It is certainly not the first time that we have heard of artificial intelligences able to create images starting from a textual description. One of the most famous is OpenAI's DALL-E (irresistible the name that pays homage to Dalì and the tender Wall-E!), Which creates images starting from captions through a specially trained neural network. Too bad it is not available to the public.
There are other services, more or less effective in the production of images through AI and text interpretation, such as Hotpot which creates works of art starting from a description for commercial purposes ( among other things, it is possible to create NFT), but nothing seems to compare to what Google defines as a system capable of offering "an unprecedented level of photorealism and a deep understanding of language".
Who can resist a cat on a skate with an AI hat? - Source: Imagen
Researchers have created DrawBench, a benchmark consisting of 200 textual descriptions entered into Imagen and other comparison models, including DALL-E 2 and VQGAN + CLIP. The images were evaluated by a group of people who, according to Google, preferred Imagen to the other models, both for the quality of the samples and for the correspondence between text and image.
Imagen is not available at the moment. to the public, especially because the model, like many others, was trained on large sets of data obtained from the web and not entrusted to curators, consequently, some datasets have introduced unwanted elements, including pornographic images, bad language, negative social stereotypes and racism.

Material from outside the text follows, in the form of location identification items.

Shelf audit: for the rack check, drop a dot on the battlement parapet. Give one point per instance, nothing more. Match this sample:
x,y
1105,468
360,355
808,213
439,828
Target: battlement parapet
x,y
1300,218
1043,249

Therefore, in order to prevent improper use of the model, the researchers have decided not to make it publicly available, at least for the moment.
In the future, the group hopes to be able to create a framework that allows for a responsible use of the model. model, able to balance external checks and the possible risks of open and unlimited access.
There are other services, more or less effective in the production of images through AI and text interpretation, such as Hotpot which creates works of art starting from a description for commercial purposes ( among other things, it is possible to create NFT), but nothing seems to compare to what Google defines as a system capable of offering "an unprecedented level of photorealism and a deep understanding of language".
Who can resist a cat on a skate with an AI hat? - Source: Imagen
Researchers have created DrawBench, a benchmark consisting of 200 textual descriptions entered into Imagen and other comparison models, including DALL-E 2 and VQGAN + CLIP. The images were evaluated by a group of people who, according to Google, preferred Imagen to the other models, both for the quality of the samples and for the correspondence between text and image.
Imagen is not available at the moment. to the public, especially because the model, like many others, was trained on large sets of data obtained from the web and not entrusted to curators, consequently, some datasets have introduced unwanted elements, including pornographic images, bad language, negative social stereotypes and racism. Therefore, in order to prevent improper use of the model, the researchers have decided not to make it publicly available, at least for the moment.
In the future, the group hopes to be able to create a framework that allows for a responsible use of the model. model, able to balance external checks and the possible risks of open and unlimited access.